The Indian National Congress after dilly dallying for over three years since the beginning of the War finally launched the Quit India Movement against the British in 1942. The British immediately arrested the leaders like Gandhi, Nehru, Patel and also many other workers of the party and put them into jail. However, such had been the sufferings of the people due to constant levies in cash and kind from them to fund the War effort of the British that the whole of India erupted in a violent response to the call for revolt. Due to lack of leadership and prior preparedness for waging a concerted armed struggle for freedom, this spontaneous upsurge was soon quelled with the use of the armed forces including bombing by the airforce. But in East Midnapur a different story played itself out.
The Gandhians in East Midnapur initially undertook passive resistance and peaceful demonstrations against the British but this was mowed down by the armed forces and many including the matriarch Matangini Hazra were killed in police firing. Later the police and military forces resorted to looting and mass rape. This angered the Gandhians and they decided to jettison their non-violence and wage an underground violent struggle against the British. The region had for long had a very prosperous economy which was engaged in surplus trade with the rest of the world prior to the British occupation in the eighteenth century which had thereafter laid it waste. It was known in ancient times as Tamralipta. The rebels formed a parallel government naming it the Tamralipta Jatiya Sarkar (TJS) or National Government of Tamralipta and began their underground war against the British, killing informers, collaborators and government officials. Such was the support it garnered among the masses and especially women that it continued its struggle successfully, proving a thorn in the side of the British despite its leaders being apprehended from time to time and sent to jail. The struggle finally stopped only after Gandhi in 1946 advised the leaders to desist and court arrest instead, reprimanding them for straying from the path of non-violence.

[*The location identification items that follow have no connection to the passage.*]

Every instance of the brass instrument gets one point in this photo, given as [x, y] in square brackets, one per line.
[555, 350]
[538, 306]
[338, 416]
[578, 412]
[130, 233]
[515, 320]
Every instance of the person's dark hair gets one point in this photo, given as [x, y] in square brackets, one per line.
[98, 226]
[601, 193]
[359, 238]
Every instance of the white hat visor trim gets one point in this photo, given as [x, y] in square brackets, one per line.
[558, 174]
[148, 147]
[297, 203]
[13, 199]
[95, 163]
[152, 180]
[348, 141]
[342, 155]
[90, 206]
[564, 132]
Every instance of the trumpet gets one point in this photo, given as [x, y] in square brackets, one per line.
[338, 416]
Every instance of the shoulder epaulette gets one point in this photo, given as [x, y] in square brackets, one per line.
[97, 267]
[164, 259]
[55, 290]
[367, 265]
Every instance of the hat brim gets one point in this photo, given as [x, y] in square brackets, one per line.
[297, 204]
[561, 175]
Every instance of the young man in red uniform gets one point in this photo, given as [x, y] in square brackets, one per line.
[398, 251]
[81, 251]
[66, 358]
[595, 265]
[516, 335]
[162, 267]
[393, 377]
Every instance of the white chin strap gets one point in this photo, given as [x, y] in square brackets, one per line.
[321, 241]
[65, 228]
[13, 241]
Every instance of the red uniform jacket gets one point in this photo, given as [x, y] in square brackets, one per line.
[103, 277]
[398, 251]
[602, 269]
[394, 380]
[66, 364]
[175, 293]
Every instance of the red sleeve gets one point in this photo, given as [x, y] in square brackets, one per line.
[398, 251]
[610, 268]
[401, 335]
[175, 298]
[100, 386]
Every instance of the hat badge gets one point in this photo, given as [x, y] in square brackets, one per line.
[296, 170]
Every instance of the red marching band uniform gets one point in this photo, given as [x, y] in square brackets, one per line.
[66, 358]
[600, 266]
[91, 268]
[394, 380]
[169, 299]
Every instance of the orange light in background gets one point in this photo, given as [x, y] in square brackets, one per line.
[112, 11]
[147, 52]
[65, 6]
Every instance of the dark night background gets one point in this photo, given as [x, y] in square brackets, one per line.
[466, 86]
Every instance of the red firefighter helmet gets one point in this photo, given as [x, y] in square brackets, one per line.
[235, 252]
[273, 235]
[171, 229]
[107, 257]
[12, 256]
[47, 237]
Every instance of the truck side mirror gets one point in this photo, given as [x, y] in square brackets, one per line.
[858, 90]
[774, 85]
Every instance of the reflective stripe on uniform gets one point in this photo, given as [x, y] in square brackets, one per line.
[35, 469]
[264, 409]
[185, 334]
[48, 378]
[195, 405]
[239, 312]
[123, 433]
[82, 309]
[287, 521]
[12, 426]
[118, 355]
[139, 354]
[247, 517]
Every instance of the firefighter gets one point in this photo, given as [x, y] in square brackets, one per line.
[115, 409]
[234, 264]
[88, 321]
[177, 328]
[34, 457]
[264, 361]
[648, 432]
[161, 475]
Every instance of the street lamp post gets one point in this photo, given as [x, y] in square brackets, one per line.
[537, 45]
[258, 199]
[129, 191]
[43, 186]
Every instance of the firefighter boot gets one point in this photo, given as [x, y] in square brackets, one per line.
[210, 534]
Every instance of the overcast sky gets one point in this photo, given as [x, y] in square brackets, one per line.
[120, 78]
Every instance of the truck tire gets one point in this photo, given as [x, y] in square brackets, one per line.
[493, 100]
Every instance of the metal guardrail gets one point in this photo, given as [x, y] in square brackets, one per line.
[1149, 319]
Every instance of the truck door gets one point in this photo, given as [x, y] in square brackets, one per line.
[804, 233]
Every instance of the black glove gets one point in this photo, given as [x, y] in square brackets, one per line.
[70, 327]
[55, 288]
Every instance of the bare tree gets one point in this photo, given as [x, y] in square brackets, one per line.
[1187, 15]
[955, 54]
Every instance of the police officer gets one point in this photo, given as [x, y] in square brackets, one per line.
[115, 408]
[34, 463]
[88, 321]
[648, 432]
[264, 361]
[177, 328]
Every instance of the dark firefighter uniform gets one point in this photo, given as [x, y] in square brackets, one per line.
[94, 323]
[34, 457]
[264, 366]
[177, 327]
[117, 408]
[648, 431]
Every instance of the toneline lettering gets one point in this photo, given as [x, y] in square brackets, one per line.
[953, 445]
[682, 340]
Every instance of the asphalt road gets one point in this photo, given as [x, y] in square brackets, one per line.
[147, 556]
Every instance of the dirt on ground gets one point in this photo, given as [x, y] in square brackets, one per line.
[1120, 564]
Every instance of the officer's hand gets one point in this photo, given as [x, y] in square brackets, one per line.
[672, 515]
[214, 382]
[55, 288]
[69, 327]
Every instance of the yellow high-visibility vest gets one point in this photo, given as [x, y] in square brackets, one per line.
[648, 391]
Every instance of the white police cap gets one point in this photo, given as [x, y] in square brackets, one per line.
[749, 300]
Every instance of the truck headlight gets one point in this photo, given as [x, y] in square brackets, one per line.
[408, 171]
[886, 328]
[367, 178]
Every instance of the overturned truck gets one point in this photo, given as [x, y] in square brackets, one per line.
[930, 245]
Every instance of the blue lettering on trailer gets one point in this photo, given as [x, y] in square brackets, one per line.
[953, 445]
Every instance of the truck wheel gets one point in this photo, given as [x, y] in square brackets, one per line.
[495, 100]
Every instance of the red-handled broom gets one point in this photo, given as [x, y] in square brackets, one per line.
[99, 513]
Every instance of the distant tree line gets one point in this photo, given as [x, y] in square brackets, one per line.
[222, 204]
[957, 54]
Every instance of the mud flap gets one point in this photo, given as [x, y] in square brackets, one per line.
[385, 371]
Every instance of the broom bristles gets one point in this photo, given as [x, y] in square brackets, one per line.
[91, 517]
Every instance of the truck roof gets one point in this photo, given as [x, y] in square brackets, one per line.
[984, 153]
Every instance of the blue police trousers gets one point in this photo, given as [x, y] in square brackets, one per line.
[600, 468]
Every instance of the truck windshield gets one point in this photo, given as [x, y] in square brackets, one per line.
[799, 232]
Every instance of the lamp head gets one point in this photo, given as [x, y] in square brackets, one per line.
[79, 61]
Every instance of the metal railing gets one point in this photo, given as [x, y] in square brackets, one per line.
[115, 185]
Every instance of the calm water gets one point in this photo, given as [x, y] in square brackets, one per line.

This rebellion has been almost forgotten and there are very few scholarly treatises on it. Madhusree has extensively interviewed men and women participants of this rebellion who are now all very old and some have since expired, to piece together a fascinating account supported by secondary research. This account, which in the book plays itself out as a meta narrative juxtaposed to the grand narrative of Churchill's racism and imperialism, appealed to me much more than the latter. After all the heroism of the subalterns is much more inspiring than the skullduggery of scoundrels.
There has been criticism that Gandhi's non-violence had prolonged India's subordination to the British rather than having brought about independence. It has been argued that a more aggressive armed struggle that harnessed the spontaneous uprisings of the masses right from the time of the Non-Cooperation Movement in 1921would have forced the British to flee much earlier and not as they did eventually because they were unable anymore in the post World War Two situation to hold on to India. The description of the rebellion in East Midnapur bears this out. The rebellion could sustain itself because it systematically eliminated the informers and collaborators of the British and so the underground activists were able to largely avoid arrest and continue their armed struggle. The British were able to conquer India because of treachery on the part of Indians and they were later able to rule for such a long time because of the support they got from informers and collaborators. The TJS, however, were isolated as elsewhere there were no such organised armed struggles and so they could not increase their footprint. However, if the Indian National Congress had adopted a policy of armed struggle from the 1920s as meticulously planned as that of the TJS, then very soon the British would have had to pack their bags being bereft of local support in the form of informers and collaborators. In the event due to long years of vacuous non-violent rhetoric and participation in the fraud of limited self government introduced by the British through the Government of India Act of 1935, the Congress was in no position to take advantage of the golden opportunity provided by World War Two to get rid of the British. Much of the British war effort in fact in terms of men and materials was extracted from India.
Ultimately the freedom that we got was an ersatz one which favoured the very informers and collaborators of the British who came to rule over the masses who had suffered the most. They were left high and dry to be ruled by the former in a dispensation that even today reeks of British colonialism. The story might have been radically different if more Gandhians had turned to the systematic violence of armed struggle like those of East Midnapur did in 1942.